A FAMILY home known to millions of film fans as a macabre murder mansion is up for sale at a price of £1.75m.
More than 30 years after it was the backcloth to some of the most dramatic scenes in the 1971 cult movie Get Carter, Dryderdale Hall, near Hamsterley, is about to start a new chapter in its colourful history.
In the film, the Grade II listed house was where two of the biggest stars of the 1970s clashed on screen. As the film's hero, Jack Carter, Michael Caine travelled from Newcastle to the house to take his revenge on his brother's killer Cyril Kinnair, a seedy gang boss played by John Osborne.
Dryderdale was the setting for a wild party. Carter confronted Kinnair during a card game in the lounge, the body of a woman was dragged from a pond in the grounds and police descended on the house to arrest Kinnair and his henchmen.
During the Get Carter era, Dryderdale was owned by Vince Landa, a flamboyant fruit machine tycoon with his own underworld connections.
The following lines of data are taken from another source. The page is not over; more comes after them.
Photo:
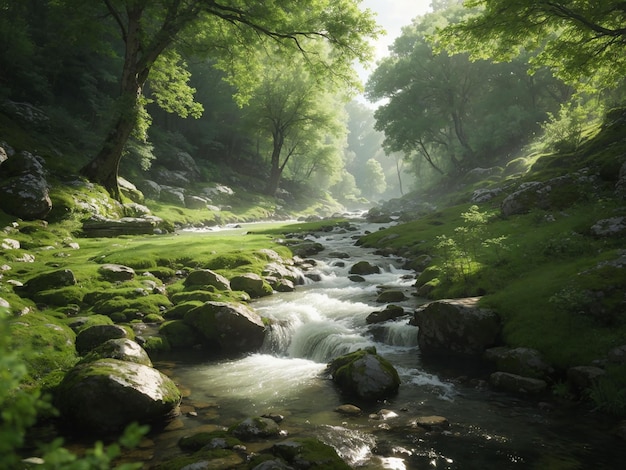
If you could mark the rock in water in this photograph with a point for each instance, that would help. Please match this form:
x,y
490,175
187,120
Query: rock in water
x,y
365,374
105,396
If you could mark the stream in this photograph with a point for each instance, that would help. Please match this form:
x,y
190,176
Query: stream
x,y
327,318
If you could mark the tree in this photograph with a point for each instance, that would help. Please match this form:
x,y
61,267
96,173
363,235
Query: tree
x,y
450,111
226,29
375,178
579,40
300,115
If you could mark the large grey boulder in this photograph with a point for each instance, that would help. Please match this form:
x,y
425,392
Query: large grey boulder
x,y
522,361
364,268
24,190
517,384
456,326
365,375
122,349
231,328
106,395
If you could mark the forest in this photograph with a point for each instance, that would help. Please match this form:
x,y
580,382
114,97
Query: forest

Ravaged by fire a few years later, it was eventually restored to the baronial grandeur envisaged by original architect Alfred Waterhouse when he built it for the wealthy Backhouse banking family of Darlington in 1872. Waterhouse also designed the Natural History Museum.
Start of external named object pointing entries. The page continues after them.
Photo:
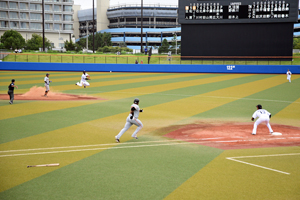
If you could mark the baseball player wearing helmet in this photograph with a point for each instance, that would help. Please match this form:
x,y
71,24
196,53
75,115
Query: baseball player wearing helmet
x,y
83,81
263,116
47,82
289,75
132,119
The present owners, Michael and Dot Morley, who took over in 1991, have found it the perfect family home. They are selling up to move to a smaller property as the six bedrooms and 20 acres of woodlands, parkland and gardens are too much for their needs.
The couple hope they will find another family to move in, and do not imagine whoever buys their home will necessarily be a Get Carter fan.
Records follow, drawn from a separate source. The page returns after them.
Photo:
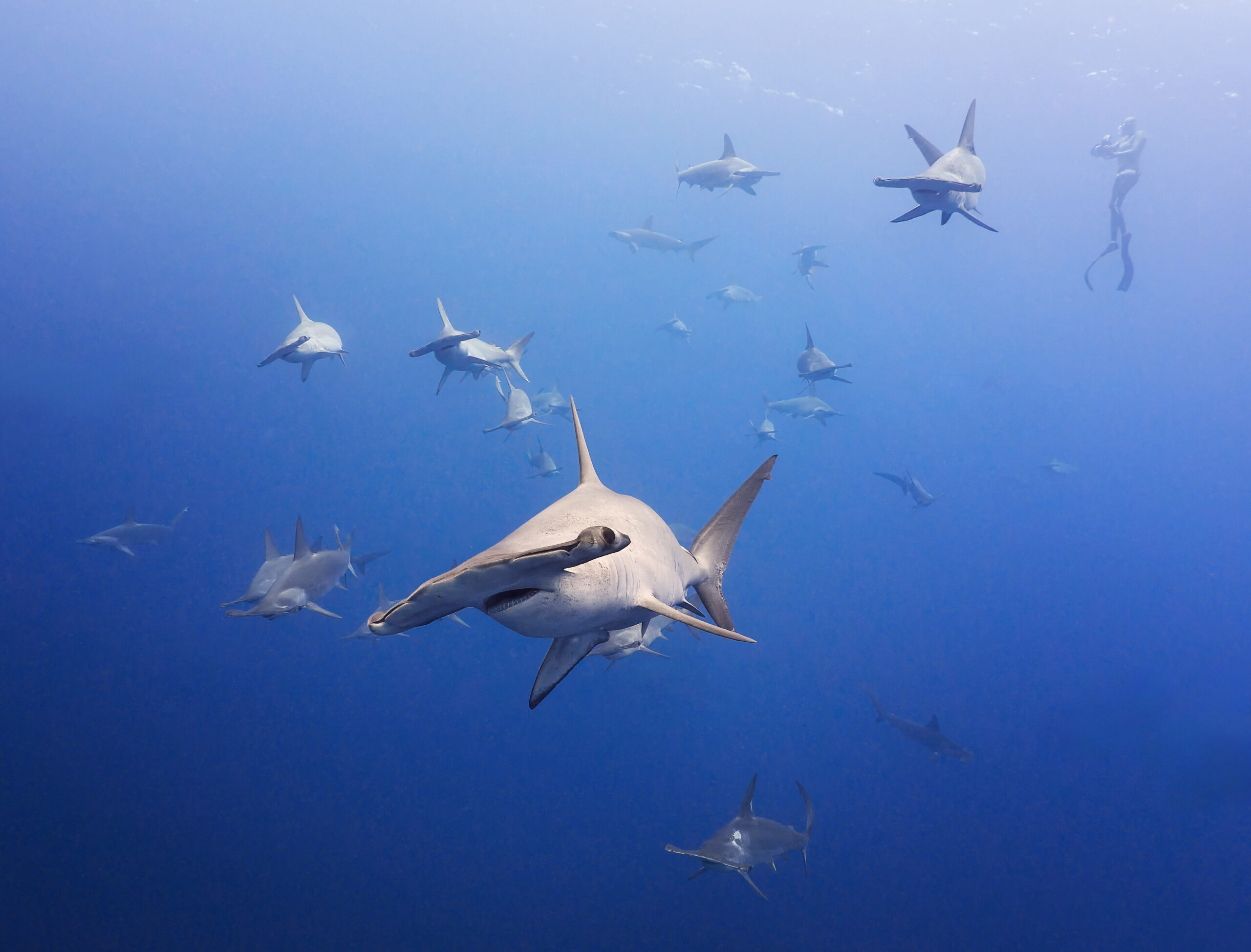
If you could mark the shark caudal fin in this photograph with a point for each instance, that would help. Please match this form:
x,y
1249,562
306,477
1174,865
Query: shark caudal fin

Mrs Morley said: "I won't watch the film. It is too violent, and what it showed is nothing like the house we know. It is a very peaceful place and we love it. It is large but it is still a comfortable family home.
"The layout has not changed very much since the film was made, but other things are different because of the fire. It will be very hard to leave when the time comes."
Estate Agent Gordon Carver, of Nick and Gordon Carver Residential, believes the house will attract national and international interest.
Gordon Carver said: "Properties like Dryderdale Hall rarely come on to the market and I would expect strong interest from both the national and international marketplace.
"The market for country houses with land is still relatively buoyant and appears to be unaffected by the reported credit crunch."